Tirer parti des litiges locaux pour légiférer à l’international
Les auteurs identifient la nécessité de promouvoir une adaptation juridictionnelle nationale en tant qu’évaluation mondiale des politiques d’adaptation. Selon l’étude, les litiges climatiques locaux contribuent à améliorer les lois climatiques internationales, à innover pour les litiges transnationaux et à développer une approche préventive de la responsabilité.
Pour les auteurs du Policy Brief, le respect de ces axes prioritaires est garant d’une mise en œuvre réussie de politiques publiques favorisant la transition climatique des agricultures de par le monde.
Les activités agricoles devraient représenter un réel sujet lors des sommets de l’ONU pour le climat puisqu’elle est à la fois coupable, victime et solution. Pourtant elle n’a pas fait l’objet de négociation officielle à Glasgow.
Il aura fallu le lancement de l’action commune de Koronivia en 2017, lors de la COP23, pour que les questions agricoles et alimentaires soient intégrées dans les négociations climatiques internationales.

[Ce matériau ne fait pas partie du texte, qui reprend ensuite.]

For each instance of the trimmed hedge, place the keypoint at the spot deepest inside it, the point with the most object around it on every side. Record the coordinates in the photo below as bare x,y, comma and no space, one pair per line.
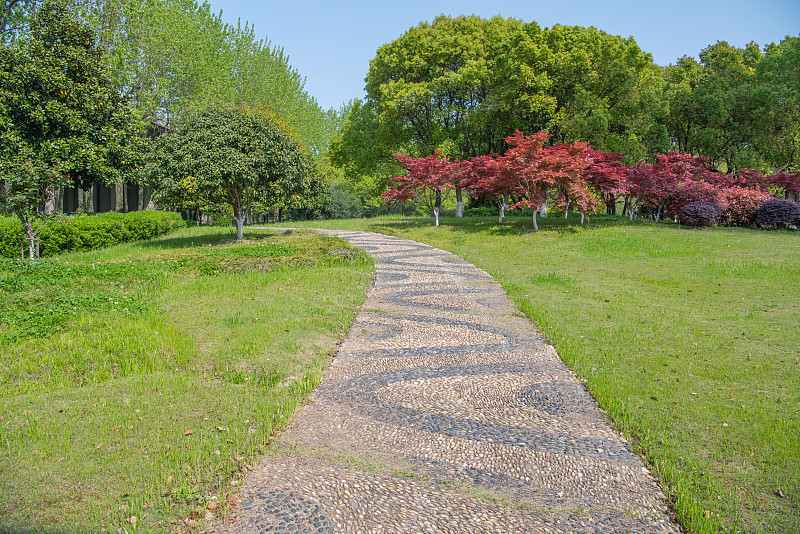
778,213
700,214
88,232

Ce processus, initié il y a 5 ans, devait s’achever cette année à Glasgow. Mais les Parties ont décidé de reculer d’un an l’échéance, afin d’avancer techniquement sur cet enjeu tout en repoussant les négociations politiques et géostratégiques inhérentes. Les enjeux liés aux systèmes agricoles et alimentaires devraient donc être négociés lors de la prochaine COP, à Charm el-Cheikh en 2022.